Remedies – Nance – Spring 15

Chapter 1- Intro

1. The Role of Remedies

a. Defined

i. A remedy is anything a court can do for a litigant who has been wronged or is about to be wronged

b. 2 most common remedies

i. Damages – judgments that Ps are entitled to collected sums of money from Ds

ii. Injunctions- orders to Ds to refrain from their wrongful conduct or undo its consequences

c. Remedies law falls between procedure and primary substantive rights

i. Remedies give meaning to obligations imposed by the rest of the substantive law

ii. Type of remedy you are seeking determines how about you try the case

iii. O discovers N claims the trees in O’s forest. Remedies law doesn’t determine who owns the land or theft/trespass, but what happens when there is trespass/theft

2. Classifying Remedies – Types

a. Compensatory remedies

i. Designed to compensate Ps for harm they have suffered

ii. Compensatory damages – a sum of money designed to make P as well off as he would have been if he never had been wronged

b. Preventative remedies

i. Designed to prevent harm before it happens, so compensation never arises

ii. 2 forms

1. Coercive remedies

a. Injunction – court orders X to do or refrain from doing a specific thing

i. Specific performance decree- specialized injunction ordering X to perform contract

b. If D violates court order, they are guilty of contempt

2. Declaratory remedies

a. Authoritatively resolves disputes about the parties’ rights but they do not end in a personal command to D

b. These prevent harm to the litigants by resolving uncertainty about their rights before either side is harmed by erroneously relying on its own view of the matter

c. Restitutionary remedies

i. Designed to restore to P all that D gained at Ps expense

ii. Sometimes identical to compensation

d. Punitive remedies

i. Designed to punish wrongdoers

ii. Some statutes provides a minimum recovery in excess of actual damages

e. Ancillary remedies

i. Designed in aid of other remedies

ii. Costs/attorney’s fees, contempt, collection of judgment

iii. Means of enforcing the primary remedy against a recalcitrant D or securing the possibility of later enforcement when recalcitrant is expected

3. 2 other ways to categorize – Substitutionary and Specific Remedies

a. Substitutionary

i. P suffers harm and receives a sum of money

ii. Compensatory damages, attorneys fees, punitive damages

b. Specific

i. Seeks to void the above exchange

ii. Prevents harm instead of compensating for it

iii. Injunctions, specific performance of contracts, restitution

4. Legal and Equitable Remedies

a. Legal

i. Compensatory and punitive damages

b. Equitable

i. Injunctions and specific performance decrees

Chapter 2 – Paying for Harm: Compensatory Damages

1. The Basic Principle – Restoring P to His Rightful Position

a. Idea is to award P compensatory damages that puts the P back in the position she would have been in but for the Ds wrong.

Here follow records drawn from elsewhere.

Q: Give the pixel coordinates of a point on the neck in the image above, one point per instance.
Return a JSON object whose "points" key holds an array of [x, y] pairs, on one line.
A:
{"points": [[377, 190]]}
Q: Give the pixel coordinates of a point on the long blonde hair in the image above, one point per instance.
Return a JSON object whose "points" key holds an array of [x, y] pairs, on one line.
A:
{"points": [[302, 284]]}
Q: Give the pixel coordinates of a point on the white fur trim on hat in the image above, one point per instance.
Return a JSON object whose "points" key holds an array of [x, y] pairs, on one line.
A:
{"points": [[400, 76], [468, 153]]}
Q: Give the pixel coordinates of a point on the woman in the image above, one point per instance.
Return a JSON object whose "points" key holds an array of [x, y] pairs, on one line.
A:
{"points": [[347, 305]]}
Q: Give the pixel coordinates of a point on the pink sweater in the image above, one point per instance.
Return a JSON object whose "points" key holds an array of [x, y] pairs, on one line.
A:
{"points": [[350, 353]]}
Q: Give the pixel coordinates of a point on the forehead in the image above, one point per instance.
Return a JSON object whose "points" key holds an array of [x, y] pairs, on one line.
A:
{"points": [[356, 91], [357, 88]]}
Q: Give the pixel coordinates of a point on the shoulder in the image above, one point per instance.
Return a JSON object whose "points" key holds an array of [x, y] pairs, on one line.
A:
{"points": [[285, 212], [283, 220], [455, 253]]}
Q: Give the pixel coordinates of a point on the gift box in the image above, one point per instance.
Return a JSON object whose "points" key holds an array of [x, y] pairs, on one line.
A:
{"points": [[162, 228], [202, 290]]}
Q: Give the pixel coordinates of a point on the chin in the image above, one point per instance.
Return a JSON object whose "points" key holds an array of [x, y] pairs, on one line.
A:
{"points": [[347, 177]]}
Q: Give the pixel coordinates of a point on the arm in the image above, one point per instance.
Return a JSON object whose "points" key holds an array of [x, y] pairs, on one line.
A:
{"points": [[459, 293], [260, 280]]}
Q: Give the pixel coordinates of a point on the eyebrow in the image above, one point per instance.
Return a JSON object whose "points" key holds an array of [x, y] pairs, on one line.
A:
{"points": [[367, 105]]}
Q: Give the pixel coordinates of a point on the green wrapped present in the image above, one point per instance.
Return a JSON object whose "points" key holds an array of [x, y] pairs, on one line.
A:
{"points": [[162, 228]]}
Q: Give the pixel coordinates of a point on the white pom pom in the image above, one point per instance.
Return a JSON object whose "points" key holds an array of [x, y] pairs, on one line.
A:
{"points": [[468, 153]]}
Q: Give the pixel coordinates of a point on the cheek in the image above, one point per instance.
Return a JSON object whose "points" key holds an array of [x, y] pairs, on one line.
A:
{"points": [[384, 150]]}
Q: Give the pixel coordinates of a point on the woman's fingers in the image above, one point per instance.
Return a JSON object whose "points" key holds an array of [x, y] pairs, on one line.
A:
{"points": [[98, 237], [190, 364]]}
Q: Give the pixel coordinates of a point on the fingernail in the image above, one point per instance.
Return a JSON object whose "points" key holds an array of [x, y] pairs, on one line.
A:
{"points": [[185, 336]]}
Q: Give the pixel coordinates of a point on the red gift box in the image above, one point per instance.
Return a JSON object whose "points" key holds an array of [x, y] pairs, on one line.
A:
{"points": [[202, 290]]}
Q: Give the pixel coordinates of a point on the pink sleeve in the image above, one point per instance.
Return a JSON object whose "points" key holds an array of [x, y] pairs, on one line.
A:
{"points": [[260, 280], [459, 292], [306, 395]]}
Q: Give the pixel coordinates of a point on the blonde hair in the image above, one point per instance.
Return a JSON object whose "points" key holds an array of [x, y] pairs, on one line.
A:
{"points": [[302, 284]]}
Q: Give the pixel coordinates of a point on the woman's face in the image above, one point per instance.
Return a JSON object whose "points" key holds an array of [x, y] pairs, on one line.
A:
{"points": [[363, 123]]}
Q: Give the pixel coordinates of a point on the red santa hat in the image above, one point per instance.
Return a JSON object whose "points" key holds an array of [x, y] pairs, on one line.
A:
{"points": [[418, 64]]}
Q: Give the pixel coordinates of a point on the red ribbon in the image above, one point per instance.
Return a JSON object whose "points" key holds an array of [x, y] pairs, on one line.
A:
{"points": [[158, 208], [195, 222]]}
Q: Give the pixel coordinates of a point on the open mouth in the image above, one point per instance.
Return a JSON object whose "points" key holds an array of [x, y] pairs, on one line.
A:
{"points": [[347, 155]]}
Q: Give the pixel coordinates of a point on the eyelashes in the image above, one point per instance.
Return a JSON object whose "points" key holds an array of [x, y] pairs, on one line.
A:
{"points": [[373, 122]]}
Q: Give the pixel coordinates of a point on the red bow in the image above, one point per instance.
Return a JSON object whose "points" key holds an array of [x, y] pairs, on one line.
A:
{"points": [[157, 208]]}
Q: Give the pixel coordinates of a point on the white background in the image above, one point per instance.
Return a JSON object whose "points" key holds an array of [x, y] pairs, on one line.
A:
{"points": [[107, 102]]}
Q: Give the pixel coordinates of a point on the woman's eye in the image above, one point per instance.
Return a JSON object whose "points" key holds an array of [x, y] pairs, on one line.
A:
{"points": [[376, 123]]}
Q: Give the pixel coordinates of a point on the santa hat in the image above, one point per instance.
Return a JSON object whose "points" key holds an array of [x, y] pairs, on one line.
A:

b. Damages are compensation in money for the loss/detriment caused by the wrongful act of another

i. The act may be wrongful because it violates a prior promise (contract) or because it violates PP (tort)

ii. In theory, the amount of money awarded should equal the loss so that it would be as though the loss never occurred

c. US v Hatahley 10th Circuit 1958

i. Facts. Ps are Indians who live on lands owned by the US. The US committed the TORT of trespass/conversion by taking the Indian’s horses and selling them. The Indians horses were specifically trained to survive on the arid climate. Therefore they had a particular value to the Indians (more than market value)

ii. DC entered judgment against US for 186,017.50.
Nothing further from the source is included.